General Ironside has been criticised adversely for not withdrawing his scattered troops to Archangel to await the breaking up of ice in spring, when ships could enter the harbor and the fiasco be terminated by evacuation of Russia. But this criticism is unfair and unwarranted.

It was too late for such a change of policy. It would have been disheartening to the defenders of these distant fronts after the costly toll of the defense to have abandoned their hard fought posts. It would have been a giving of ground that would have heartened the enemy and thrilled him with new life; for the Bolsheviks were never exalted by victory, they paid dearly for every inch they gained, and our men, except when overwhelmed on the Vaga, never retreated from a position which they had fortified and determined to hold.

There were no prepared defenses on the outskirts of Archangel, and the defensive garrisons between the front lines and the city were far separated and inadequately fortified to withstand an extensive assault. Transportation of the retreat over the deep snowed roads would have been beset with terrible and afflicting hardship. There were long, cruel snow spaces between the villages that lay along the backward way and very scanty opportunities for shelter.

The task given to General Ironside, to retrieve the North Russian Expedition, was not within the range of human accomplishment. He did the best he could with the means at hand, which was to hold grimly on until those who directed from far off Europe, and who knew nothing of the gravity of the situation, or did not appear concerned if they did know, came to some sort of decision.

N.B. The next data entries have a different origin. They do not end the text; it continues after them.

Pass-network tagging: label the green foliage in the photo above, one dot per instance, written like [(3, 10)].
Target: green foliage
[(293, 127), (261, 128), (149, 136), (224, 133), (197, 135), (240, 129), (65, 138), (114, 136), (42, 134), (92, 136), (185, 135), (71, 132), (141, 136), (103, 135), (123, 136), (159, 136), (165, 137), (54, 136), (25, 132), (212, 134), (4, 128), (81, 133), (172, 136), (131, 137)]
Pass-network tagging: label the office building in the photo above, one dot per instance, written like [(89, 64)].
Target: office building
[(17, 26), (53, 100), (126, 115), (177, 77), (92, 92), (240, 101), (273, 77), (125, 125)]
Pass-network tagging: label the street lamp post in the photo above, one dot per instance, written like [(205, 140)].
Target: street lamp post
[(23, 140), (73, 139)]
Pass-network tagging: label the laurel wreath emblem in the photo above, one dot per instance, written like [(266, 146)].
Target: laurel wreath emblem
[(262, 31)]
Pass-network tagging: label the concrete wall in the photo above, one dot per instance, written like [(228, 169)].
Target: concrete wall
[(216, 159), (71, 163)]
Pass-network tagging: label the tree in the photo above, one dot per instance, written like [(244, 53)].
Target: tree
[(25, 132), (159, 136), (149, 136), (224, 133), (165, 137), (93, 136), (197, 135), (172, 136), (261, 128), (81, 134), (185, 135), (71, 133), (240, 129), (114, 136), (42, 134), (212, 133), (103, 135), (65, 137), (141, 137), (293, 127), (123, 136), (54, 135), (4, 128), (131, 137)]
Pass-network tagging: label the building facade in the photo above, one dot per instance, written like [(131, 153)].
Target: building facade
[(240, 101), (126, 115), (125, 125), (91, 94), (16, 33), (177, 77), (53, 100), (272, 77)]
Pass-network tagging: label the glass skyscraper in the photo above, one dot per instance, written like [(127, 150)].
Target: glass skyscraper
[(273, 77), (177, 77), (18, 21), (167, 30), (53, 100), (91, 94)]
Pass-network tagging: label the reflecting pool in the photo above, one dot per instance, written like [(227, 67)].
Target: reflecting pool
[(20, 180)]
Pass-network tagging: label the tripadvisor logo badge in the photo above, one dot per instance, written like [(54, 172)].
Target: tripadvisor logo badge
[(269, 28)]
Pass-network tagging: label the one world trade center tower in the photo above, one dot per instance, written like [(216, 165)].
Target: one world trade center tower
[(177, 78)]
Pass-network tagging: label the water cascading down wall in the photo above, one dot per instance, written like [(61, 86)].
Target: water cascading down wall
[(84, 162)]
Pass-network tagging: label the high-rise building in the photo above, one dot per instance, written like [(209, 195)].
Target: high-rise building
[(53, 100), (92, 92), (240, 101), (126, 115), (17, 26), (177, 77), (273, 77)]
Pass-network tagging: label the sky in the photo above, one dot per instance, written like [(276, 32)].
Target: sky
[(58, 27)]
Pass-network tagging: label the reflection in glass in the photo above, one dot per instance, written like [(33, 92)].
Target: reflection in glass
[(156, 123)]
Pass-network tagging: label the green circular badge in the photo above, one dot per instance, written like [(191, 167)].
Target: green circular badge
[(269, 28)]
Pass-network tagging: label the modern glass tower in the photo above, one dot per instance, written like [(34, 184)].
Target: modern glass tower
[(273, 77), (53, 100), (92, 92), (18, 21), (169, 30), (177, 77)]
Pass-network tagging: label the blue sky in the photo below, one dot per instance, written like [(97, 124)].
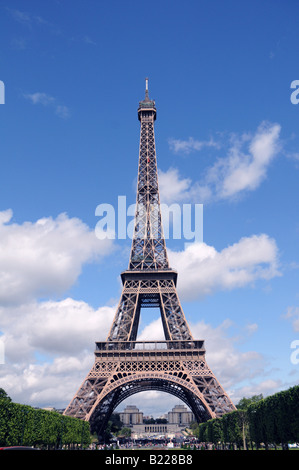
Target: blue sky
[(226, 137)]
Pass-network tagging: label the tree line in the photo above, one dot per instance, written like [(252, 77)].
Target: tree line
[(22, 425), (273, 421)]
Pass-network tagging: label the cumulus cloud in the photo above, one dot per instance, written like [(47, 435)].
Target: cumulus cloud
[(203, 269), (242, 169), (56, 340), (45, 99), (186, 146), (45, 257)]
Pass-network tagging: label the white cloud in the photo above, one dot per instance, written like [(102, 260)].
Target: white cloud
[(203, 270), (45, 257), (56, 340), (46, 100), (172, 188), (186, 146), (243, 169)]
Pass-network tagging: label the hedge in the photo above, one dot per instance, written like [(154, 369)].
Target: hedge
[(273, 420), (27, 426)]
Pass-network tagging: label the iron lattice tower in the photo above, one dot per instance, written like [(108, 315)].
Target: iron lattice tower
[(124, 366)]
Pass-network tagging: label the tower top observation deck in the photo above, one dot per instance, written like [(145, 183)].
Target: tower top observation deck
[(146, 105)]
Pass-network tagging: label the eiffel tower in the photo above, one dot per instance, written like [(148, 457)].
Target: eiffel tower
[(124, 366)]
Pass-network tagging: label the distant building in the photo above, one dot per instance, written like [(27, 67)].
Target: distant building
[(177, 419), (131, 415), (180, 415)]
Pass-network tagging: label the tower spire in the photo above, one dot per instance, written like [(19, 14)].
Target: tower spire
[(146, 90)]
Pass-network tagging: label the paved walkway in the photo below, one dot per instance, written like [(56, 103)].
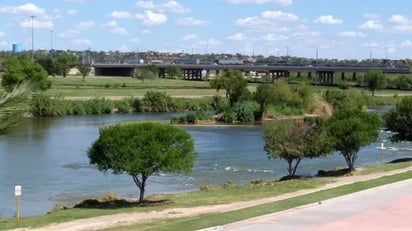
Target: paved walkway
[(387, 207)]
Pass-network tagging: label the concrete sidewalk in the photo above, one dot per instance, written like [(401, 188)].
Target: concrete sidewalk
[(387, 207)]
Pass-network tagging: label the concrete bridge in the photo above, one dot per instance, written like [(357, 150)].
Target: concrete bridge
[(323, 75)]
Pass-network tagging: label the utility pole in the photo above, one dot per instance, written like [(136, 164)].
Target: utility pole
[(32, 38)]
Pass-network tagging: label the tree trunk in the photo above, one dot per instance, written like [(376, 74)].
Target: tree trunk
[(141, 184)]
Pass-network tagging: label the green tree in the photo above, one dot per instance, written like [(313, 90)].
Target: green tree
[(64, 63), (233, 82), (399, 120), (295, 140), (375, 80), (84, 70), (264, 95), (173, 72), (14, 104), (351, 129), (147, 72), (17, 70), (48, 64), (141, 150)]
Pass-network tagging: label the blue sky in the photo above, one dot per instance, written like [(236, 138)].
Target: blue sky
[(350, 29)]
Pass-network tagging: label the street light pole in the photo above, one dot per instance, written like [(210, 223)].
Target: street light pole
[(32, 38), (51, 43)]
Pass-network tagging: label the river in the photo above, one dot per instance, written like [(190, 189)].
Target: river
[(47, 157)]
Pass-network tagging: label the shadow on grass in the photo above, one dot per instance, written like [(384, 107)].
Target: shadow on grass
[(119, 204)]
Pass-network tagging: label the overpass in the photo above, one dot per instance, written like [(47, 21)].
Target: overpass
[(323, 74)]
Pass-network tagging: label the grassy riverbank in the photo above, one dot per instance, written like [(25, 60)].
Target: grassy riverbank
[(212, 195)]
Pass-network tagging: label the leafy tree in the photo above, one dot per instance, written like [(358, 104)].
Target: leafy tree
[(141, 150), (17, 70), (295, 140), (147, 72), (351, 129), (375, 80), (48, 64), (264, 95), (84, 70), (345, 99), (64, 63), (399, 120), (233, 82), (284, 94), (173, 72), (13, 104)]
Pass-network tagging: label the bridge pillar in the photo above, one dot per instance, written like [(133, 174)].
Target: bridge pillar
[(162, 72)]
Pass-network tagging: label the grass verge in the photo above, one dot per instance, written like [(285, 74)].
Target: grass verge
[(210, 220), (212, 195)]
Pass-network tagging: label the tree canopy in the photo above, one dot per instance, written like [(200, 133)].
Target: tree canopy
[(233, 82), (141, 150), (295, 140), (375, 80), (64, 62), (146, 72), (17, 70), (13, 104), (351, 129), (399, 120), (173, 72), (84, 70)]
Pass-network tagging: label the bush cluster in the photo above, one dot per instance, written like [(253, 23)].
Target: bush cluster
[(45, 106)]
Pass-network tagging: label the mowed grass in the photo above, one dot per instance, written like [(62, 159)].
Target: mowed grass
[(215, 195), (126, 87), (73, 87)]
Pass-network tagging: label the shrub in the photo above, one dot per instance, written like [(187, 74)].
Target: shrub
[(156, 102), (245, 111), (123, 106)]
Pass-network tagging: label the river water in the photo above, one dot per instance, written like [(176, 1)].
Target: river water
[(47, 157)]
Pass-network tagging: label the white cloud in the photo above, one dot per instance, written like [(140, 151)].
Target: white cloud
[(111, 23), (82, 42), (76, 1), (189, 21), (328, 20), (168, 6), (352, 34), (38, 24), (71, 12), (120, 15), (175, 7), (120, 31), (260, 2), (85, 25), (402, 23), (406, 43), (284, 2), (279, 16), (150, 18), (190, 37), (372, 16), (271, 37), (69, 34), (26, 9), (135, 40), (373, 25), (238, 37)]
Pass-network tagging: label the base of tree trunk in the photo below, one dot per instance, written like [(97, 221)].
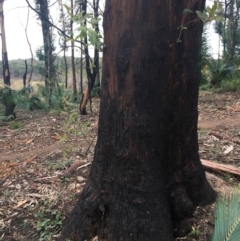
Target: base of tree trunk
[(112, 212)]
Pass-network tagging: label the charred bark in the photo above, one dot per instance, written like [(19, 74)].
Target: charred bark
[(146, 178)]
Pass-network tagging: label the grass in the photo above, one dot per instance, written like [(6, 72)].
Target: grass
[(17, 83)]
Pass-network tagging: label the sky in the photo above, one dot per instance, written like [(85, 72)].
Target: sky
[(15, 15)]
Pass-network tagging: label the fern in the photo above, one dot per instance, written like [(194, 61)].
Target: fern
[(227, 218)]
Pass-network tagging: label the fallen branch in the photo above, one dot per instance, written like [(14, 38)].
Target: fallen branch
[(68, 172), (217, 167), (224, 137)]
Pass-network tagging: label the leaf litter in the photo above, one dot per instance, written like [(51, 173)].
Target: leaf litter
[(43, 169)]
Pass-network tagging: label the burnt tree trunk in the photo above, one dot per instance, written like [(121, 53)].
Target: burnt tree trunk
[(146, 176)]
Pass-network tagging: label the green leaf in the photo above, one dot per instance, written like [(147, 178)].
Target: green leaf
[(203, 16), (213, 9), (227, 218)]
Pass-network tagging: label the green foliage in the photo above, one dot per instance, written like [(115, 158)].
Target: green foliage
[(220, 71), (87, 30), (231, 85), (49, 222), (227, 218), (14, 125)]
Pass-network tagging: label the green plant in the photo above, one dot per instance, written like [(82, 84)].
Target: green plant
[(14, 125), (227, 218), (49, 223), (64, 180), (195, 231)]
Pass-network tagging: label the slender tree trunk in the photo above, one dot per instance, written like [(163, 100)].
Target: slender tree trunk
[(30, 48), (6, 72), (48, 45), (73, 58), (25, 74), (91, 75), (146, 176), (81, 70), (64, 39), (66, 67)]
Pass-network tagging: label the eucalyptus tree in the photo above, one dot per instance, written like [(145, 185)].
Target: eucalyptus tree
[(46, 53), (146, 178)]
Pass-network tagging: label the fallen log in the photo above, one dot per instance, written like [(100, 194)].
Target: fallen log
[(217, 167), (224, 137)]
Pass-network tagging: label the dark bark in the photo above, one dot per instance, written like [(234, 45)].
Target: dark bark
[(6, 71), (146, 177), (81, 71)]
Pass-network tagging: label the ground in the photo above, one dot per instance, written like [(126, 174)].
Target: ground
[(45, 160)]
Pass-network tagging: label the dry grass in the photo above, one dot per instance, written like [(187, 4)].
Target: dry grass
[(17, 83)]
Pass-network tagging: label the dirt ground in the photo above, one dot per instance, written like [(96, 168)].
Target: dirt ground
[(45, 160)]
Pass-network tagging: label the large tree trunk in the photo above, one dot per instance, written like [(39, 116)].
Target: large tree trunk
[(146, 174)]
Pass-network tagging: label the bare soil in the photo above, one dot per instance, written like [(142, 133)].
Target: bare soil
[(38, 189)]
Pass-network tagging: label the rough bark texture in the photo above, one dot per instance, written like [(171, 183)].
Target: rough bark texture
[(146, 177)]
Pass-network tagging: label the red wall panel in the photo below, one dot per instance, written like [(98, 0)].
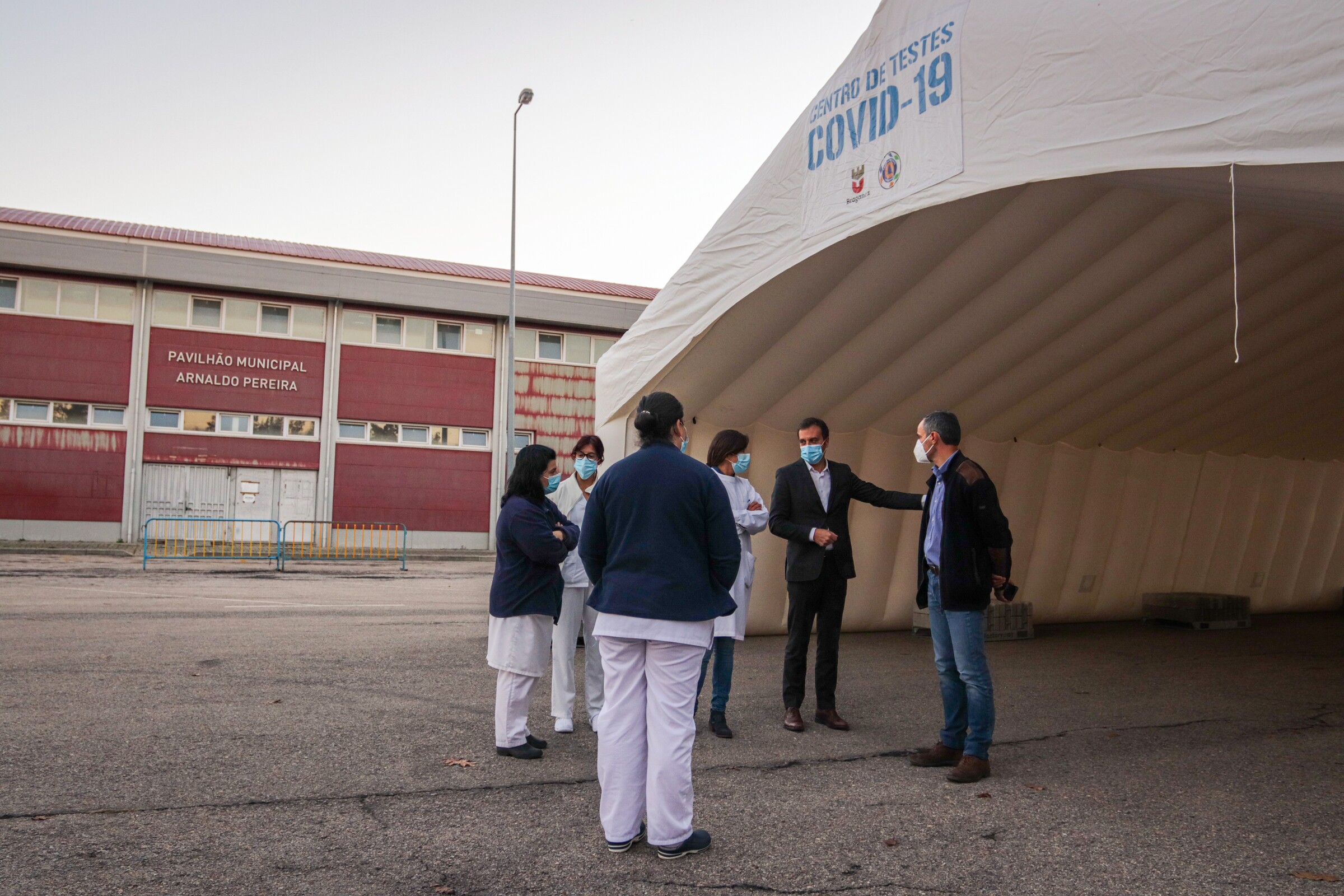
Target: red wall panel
[(223, 379), (62, 359), (401, 386), (427, 489), (557, 402), (50, 473), (230, 450)]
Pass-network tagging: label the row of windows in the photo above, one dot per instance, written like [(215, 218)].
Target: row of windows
[(240, 316), (414, 435), (299, 321), (417, 332), (222, 422), (531, 344), (65, 298), (21, 410)]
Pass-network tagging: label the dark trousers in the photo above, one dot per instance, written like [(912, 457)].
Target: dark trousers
[(820, 600)]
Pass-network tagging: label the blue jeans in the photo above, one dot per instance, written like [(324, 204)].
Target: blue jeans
[(722, 652), (968, 695)]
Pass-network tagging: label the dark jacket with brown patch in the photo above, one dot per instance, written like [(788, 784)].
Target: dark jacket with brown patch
[(976, 542)]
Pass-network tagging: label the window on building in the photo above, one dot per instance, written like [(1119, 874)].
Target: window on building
[(198, 421), (240, 315), (171, 309), (268, 425), (78, 300), (274, 319), (358, 327), (480, 339), (310, 323), (550, 347), (71, 413), (115, 304), (37, 412), (206, 312), (451, 338), (301, 428), (578, 349), (420, 332), (389, 331), (165, 419), (382, 433), (38, 296), (234, 423), (525, 344)]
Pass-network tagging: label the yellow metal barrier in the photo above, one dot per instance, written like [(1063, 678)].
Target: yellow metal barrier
[(203, 539), (327, 540)]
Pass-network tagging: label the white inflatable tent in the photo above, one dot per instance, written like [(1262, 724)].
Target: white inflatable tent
[(1022, 211)]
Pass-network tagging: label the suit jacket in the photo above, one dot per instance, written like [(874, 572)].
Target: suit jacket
[(796, 510)]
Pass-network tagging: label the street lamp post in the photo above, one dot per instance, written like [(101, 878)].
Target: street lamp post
[(523, 99)]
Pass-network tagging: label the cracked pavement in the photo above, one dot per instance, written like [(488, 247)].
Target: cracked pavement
[(230, 730)]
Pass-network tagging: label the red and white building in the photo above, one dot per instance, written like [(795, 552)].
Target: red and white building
[(148, 371)]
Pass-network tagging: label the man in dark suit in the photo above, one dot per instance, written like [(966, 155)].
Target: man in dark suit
[(811, 508)]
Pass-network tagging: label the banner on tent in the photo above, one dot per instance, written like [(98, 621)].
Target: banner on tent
[(889, 124)]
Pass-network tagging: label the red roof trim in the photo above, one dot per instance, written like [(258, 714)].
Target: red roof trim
[(316, 253)]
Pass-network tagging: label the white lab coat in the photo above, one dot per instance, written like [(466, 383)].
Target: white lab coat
[(749, 523)]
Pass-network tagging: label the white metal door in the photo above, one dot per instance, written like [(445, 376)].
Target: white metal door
[(297, 494), (180, 489)]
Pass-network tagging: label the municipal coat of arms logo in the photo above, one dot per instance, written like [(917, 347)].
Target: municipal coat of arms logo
[(890, 171)]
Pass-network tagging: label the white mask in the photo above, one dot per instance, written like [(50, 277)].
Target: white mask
[(921, 456)]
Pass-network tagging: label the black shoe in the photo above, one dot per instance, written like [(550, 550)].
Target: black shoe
[(720, 725), (697, 843), (620, 847), (522, 752)]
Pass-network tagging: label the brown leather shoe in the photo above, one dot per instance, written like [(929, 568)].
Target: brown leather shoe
[(969, 770), (831, 719), (936, 757)]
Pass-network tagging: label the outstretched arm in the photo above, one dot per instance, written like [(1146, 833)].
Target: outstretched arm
[(870, 493)]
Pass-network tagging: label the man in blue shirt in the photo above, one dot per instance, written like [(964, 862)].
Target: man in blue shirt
[(965, 554)]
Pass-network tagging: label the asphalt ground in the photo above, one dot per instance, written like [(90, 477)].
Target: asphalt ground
[(230, 730)]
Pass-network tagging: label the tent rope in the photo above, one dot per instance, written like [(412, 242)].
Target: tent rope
[(1237, 308)]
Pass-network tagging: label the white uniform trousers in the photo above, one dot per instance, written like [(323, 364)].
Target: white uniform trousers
[(576, 614), (646, 738), (512, 692)]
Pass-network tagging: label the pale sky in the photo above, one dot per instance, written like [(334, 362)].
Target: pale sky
[(386, 125)]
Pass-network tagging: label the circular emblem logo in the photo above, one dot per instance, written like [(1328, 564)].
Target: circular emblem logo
[(890, 171)]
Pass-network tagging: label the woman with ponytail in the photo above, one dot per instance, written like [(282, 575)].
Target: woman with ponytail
[(660, 547), (531, 540)]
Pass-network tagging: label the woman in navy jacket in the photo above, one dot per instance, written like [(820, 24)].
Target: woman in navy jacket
[(660, 547), (531, 540)]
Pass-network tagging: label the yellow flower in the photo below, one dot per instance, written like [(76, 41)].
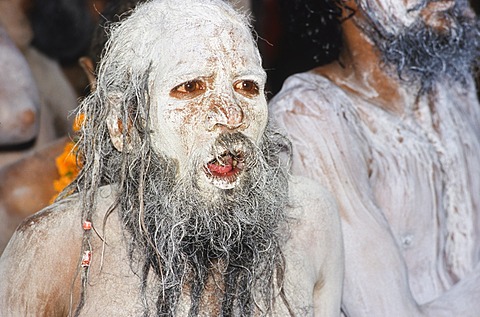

General Ironside conducted his defensive campaign with inspiring leadership, with unfailing heartsome courage; and he won the sympathy of all by his rare tact and understanding, and the affection of all by his consideration for the men, his efforts to stay the casualty lists.

4. The want of a definite moral purpose.

Since the days of Thermopylae, the effect of spiritual stimulus upon the fighting qualities of fighting men has been known the world over. The military people make a concrete thing of this, and attempt to diagram it, analyze and classify it in their treatises, where they call it morale.

As well might one try to reach out and touch any other manifestation of the soul. This exaltation that comes over soldiers and makes them glad to die, firm in their faith of the sacred character of their cause is above all finite measurements.

It is the purging light of the spirit that floods men's souls and raises them aloft from the restraining imprisonment of physical being to the heights of the gods. On no other grounds can one explain the superhuman valor of the lone Cheshire Company of the "Contemptibles," which, in the retreat from Mons, held up until dusk a German column of three battalions.

The French had morale at Verdun when they said, "They shall not pass," and fulfilled the eloquence of their words by the offering of their bodies.